Her friends skipped off. Melanie picked up her hoop and started for the open garage.
“Mom says it’s time to set the table,” her brother announced. He was feeding his pet hamster, who didn’t have a great life. Their mother wouldn’t allow a rodent in the house, so Skippy (named for his food dish, which was the overturned lid of a large peanut butter jar) seldom interacted with any mammals and tended to languish in his cage above the bike gear. In fact, Skippy would die of the ambient heat in another month, when Brad and everyone else in the family forgot about him in the hot garage.
“Okay. But guess what?” Brad looked up at her question and cocked his face to one side. “What?”
“I did the Hula Hoop a million times.”
“Liar.”
“No really. Didn’t you see me out there? I’ve been hooping all afternoon.”
“Not a million times!”
“Uh huh. What do you know? You can hardly even count.” Brad looked a little defeated. Melanie proceeded inside. She set the flatware down for each family member. She knew the knife and spoon went on the right side, and the right side was the hand she used for the Pledge at school. She would have put the big plates on the table too, but her mother was following her father’s advice and heating them in the oven.
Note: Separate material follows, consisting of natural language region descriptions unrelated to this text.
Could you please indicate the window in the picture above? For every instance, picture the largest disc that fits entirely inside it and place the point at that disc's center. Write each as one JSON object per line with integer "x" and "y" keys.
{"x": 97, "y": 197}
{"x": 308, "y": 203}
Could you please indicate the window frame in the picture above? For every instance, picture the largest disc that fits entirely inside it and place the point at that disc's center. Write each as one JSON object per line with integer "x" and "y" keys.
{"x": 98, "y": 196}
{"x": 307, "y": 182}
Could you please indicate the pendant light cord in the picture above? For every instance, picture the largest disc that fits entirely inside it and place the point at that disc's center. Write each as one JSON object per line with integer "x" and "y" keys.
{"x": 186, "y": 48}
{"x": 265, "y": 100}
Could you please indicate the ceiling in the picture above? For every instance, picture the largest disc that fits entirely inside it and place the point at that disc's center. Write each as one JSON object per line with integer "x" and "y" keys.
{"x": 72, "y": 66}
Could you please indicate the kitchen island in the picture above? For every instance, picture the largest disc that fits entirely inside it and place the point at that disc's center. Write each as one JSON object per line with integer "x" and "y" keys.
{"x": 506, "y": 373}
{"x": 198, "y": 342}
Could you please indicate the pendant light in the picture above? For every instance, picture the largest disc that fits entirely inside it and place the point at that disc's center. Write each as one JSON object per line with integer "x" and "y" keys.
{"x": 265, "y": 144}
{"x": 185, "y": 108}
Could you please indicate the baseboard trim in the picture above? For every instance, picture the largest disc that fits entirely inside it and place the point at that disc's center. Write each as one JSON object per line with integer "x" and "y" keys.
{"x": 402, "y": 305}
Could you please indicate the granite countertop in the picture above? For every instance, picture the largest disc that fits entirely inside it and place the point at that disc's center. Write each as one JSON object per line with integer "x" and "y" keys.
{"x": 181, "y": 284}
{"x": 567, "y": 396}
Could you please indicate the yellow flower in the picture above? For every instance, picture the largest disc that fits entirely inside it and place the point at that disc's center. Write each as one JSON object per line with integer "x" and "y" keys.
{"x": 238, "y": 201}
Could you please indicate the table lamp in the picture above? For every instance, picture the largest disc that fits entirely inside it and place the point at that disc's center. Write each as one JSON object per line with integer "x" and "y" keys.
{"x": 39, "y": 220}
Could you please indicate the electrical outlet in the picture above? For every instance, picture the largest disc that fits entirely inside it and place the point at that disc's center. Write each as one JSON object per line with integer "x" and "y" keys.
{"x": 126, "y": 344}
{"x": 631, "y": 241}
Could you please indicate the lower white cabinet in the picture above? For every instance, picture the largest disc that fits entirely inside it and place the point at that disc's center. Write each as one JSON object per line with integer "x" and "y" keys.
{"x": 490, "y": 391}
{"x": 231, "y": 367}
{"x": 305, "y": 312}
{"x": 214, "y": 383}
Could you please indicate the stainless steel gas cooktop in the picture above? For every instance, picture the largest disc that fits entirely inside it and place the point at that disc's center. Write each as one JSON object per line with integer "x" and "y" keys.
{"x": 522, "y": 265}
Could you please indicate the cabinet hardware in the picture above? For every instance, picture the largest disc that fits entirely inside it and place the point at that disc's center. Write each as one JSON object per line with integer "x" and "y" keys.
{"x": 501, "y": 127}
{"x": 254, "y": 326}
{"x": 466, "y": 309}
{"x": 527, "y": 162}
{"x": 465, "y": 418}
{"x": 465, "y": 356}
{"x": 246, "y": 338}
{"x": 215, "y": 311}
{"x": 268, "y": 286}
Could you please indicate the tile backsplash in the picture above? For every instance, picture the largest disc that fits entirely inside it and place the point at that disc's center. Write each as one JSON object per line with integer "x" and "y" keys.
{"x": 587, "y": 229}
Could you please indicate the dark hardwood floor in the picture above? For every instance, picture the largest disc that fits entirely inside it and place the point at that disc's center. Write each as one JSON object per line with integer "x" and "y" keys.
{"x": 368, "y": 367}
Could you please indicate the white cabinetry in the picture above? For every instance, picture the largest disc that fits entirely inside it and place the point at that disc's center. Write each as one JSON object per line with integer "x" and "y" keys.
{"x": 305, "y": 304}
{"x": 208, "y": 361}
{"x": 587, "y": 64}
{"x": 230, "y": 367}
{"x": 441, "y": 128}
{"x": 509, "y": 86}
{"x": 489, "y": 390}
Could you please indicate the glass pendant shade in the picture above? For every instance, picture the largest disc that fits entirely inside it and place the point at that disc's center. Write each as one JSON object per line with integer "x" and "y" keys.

Melanie set small salad plates down on each foam-backed placemat.
A few minutes later the family took their seats. Her mom dished out the salad and her dad ground pepper onto his. Melanie picked out the cucumbers first because they were her favorites. Brad loved cukes too, but he saved his for last.
“How was your day?” Her dad always asked that, and he always asked Melanie first, because she was the oldest.
“Okay,” she said around cucumber. Then she remembered and swallowed her food before continuing. “Guess what? Today I did the Hula Hoop a million times.”
“Melanie…”
“No really, Dad! I did it!”
“Sweetheart. We need to talk.” Her father set his fork down so the tines were on the edge of his plate, aimed at peppered lettuce. “How long does it take you to count to one hundred?”
“Um… about a minute?”
“I doubt that. But let’s say you can. And let’s even say you can spin the Hula Hoop as fast as you can count. So one hundred spins a minute, huh?”
“Yeah…”
“Well there are ten thousand hundreds in a million.” He paused to scoop the rest of his salad into his mouth. “So at that super fast spinning speed it would take you ten thousand minutes to count to a million.”
Melanie’s mother got up to serve the main course. Melanie stacked the salad plates and brought them to the sink.
Her father continued. “Sixty times twenty-four,” he said half to himself. “Honey, there are less than fifteen hundred minutes in a whole day. It would take you about a week to count to a million.”
Melanie was good with arithmetic. They were doing the multiplication tables at school and they were then up to nines. She couldn’t run the calculation in her head but she comprehended what her father was telling her. She could grasp impossibility. She pondered.
That’s when her mom brought the heated plates to the table. She was wearing two oven mitts and she set one dish on the middle of each mat. In the quiet they all heard the slight sizzle.
“Ye gods,” exclaimed her father. “Do you realize what you did?” He started to lift his plate, reconsidered, pulled his napkin out of his lap to act as insolation, and raised the porcelain disk. It had burned a perfect circle into the coral colored plastic surface of the placemat.
Then her dad and Brad and even Melanie laughed. Her mom looked annoyed. Kitchen accidents were common in their household, and always caused by her mom’s impulsive energy.
The placemat incident put an end to the Hula Hoop conversation. Melanie alone kept considering the subject. She went to bed that night boggled that her friends and brother had stopped arguing with her, had acted like they gave up and made her think she’d gotten them to believe her, when that obviously was not the truth.